Someone on the city council thought that might be seen as mingling church and state, so they removed the memorial. Then protesters picketed the decision and filled the town with Popsicle-stick crosses. So the city put the monument back.
Then the Satanic Temple got involved. They insisted on being able to put up a monument of their own. So the city declared a small portion of the park a place for rotating memorials that would stand for a few months apiece. The city said OK to the Satanists, which then of course led to more local protests. So the city council killed the whole idea. So -- and this is where I came in to report the story -- the Satanic Temple was suing the city for reneging on its promise, because they'd already constructed the memorial.
When first assigned this story I said I thought there's no such thing as real Satanists, that nobody sincerely worships a figure of evil, that people who call themselves Satanists were poseurs who want to be scary and contrarian like the band Black Sabbath or something. Well, turns out I was partly right, except that the Satanic Temple itself doesn't seriously claim to worship or even believe in any non-scientifically-provable figures, such as Satan. Their whole purpose is to combat mingling of church and state, as they explain on their website and as I heard when I talked to the co-founder on the phone.

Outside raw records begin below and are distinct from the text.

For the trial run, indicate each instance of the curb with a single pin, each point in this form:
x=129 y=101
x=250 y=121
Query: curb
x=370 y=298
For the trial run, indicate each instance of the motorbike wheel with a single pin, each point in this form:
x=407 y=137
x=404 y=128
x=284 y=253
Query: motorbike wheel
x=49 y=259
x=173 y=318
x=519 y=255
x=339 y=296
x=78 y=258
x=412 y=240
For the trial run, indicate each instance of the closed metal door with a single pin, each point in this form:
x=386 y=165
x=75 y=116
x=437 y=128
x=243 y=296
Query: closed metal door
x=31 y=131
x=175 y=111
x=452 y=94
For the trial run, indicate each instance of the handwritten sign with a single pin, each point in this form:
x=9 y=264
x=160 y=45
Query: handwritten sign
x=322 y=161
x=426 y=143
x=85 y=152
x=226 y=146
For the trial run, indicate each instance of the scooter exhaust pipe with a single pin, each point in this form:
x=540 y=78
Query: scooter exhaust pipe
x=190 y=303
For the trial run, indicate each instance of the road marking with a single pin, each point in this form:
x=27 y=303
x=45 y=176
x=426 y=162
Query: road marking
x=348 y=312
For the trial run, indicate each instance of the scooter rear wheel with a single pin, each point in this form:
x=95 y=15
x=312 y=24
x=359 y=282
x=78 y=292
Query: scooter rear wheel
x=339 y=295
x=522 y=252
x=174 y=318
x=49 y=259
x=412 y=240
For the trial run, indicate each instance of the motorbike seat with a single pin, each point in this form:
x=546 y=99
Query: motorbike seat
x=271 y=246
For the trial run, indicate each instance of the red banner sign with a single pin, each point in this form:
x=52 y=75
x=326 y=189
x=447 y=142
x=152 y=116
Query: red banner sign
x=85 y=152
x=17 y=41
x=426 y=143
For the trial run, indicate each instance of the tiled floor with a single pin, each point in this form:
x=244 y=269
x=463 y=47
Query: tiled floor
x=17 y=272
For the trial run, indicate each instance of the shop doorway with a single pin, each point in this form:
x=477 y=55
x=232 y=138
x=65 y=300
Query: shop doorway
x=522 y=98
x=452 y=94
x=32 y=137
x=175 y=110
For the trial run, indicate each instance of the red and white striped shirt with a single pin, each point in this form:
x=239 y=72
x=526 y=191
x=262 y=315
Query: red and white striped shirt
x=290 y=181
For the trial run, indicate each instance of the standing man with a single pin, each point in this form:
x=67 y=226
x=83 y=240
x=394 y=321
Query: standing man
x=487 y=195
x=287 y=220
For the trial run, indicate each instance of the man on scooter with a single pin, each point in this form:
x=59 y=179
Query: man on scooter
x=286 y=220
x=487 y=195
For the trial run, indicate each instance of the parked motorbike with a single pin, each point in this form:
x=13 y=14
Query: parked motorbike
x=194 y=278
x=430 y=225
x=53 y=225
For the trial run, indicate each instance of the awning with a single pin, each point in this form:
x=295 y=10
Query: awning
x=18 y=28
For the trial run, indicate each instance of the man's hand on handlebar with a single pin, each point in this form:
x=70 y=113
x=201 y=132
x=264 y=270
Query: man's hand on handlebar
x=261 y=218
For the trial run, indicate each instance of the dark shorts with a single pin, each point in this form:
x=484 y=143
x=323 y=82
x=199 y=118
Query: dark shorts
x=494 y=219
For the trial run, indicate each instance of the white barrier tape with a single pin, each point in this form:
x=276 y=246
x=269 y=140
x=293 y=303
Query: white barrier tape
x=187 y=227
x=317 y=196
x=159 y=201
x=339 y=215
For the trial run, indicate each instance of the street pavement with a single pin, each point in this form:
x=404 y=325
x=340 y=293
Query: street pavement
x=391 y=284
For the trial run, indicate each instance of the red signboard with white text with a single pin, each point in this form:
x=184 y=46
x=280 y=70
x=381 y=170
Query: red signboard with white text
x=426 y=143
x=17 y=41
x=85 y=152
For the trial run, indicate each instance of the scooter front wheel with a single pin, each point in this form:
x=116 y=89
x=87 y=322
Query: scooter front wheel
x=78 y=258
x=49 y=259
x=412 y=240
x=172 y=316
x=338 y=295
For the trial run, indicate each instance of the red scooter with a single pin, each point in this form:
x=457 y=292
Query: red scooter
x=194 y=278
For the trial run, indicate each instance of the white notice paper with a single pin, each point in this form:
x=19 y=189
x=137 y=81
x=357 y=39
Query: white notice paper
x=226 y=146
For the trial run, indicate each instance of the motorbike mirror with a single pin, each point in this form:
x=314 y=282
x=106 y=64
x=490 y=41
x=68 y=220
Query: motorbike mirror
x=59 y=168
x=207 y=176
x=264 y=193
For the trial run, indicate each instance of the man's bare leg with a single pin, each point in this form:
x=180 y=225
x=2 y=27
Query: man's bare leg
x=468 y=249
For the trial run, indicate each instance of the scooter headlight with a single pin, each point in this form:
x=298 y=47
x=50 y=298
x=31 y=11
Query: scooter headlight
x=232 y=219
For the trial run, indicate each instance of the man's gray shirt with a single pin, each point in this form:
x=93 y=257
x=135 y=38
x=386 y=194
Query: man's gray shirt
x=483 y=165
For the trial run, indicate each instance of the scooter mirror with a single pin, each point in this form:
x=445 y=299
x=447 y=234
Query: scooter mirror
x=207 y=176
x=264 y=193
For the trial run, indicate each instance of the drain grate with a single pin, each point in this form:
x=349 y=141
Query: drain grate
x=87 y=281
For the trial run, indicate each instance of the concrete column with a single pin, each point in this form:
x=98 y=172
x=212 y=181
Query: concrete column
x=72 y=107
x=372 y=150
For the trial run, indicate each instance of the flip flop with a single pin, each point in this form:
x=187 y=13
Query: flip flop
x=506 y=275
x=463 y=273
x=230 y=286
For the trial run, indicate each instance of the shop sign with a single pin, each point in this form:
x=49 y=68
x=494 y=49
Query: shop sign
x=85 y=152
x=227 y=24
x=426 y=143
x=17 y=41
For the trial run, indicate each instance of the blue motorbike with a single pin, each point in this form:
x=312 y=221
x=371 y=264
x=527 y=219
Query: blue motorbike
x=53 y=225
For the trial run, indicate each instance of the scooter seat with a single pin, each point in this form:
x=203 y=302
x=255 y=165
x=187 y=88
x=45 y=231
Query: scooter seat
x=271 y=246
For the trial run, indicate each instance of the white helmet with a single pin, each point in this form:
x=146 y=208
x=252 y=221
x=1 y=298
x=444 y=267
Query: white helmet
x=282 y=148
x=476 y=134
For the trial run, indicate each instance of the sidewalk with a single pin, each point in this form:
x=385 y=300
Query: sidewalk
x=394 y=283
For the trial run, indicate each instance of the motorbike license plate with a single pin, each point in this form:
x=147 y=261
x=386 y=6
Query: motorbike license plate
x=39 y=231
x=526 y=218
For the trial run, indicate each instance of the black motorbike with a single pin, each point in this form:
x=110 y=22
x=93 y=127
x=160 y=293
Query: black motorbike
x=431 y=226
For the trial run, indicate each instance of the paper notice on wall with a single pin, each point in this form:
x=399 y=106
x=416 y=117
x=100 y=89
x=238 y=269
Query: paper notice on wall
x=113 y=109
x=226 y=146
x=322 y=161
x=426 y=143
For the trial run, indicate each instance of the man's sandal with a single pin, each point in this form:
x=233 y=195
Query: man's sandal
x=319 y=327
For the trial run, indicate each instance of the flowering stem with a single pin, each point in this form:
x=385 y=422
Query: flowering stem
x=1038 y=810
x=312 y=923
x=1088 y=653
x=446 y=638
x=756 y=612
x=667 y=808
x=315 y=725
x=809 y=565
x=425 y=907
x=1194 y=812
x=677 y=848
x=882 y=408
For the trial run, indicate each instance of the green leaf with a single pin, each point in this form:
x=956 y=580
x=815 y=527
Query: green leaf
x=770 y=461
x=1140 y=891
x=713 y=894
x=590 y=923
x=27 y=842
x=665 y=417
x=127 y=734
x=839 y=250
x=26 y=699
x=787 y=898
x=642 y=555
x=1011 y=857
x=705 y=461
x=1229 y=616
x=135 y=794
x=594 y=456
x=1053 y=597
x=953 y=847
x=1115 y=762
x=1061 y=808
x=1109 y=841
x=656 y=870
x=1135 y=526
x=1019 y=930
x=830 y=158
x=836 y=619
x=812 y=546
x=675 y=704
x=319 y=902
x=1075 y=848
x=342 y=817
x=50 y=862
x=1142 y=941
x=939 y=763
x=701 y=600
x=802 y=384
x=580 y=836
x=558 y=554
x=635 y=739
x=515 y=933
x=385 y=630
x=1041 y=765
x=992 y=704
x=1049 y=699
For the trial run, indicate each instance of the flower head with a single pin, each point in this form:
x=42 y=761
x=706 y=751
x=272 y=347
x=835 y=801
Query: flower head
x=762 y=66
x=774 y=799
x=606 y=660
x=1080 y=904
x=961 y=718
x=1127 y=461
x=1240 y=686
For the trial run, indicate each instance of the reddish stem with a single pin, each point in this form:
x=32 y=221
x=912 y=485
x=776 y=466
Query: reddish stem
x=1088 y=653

Basically they're the ACLU with a more provocative and attention-grabbing approach. The Temple is based in NYC and is subject of a recent documentary. The monument they made to put in the small town was, I thought, tasteful: a black stone cube etched with a pentagram and topped with an upside-down soldier's helmet.
This little town was literally the first place they would have ever put a monument of any kind. But while the city wavered back and forth they got in a similar spat in Chicago and in that case their monument was a giant sculpture of a goat-headed man. Maybe some of you know who this figure is -- something that starts with B, I believe. Far less tasteful than the other one, IMO.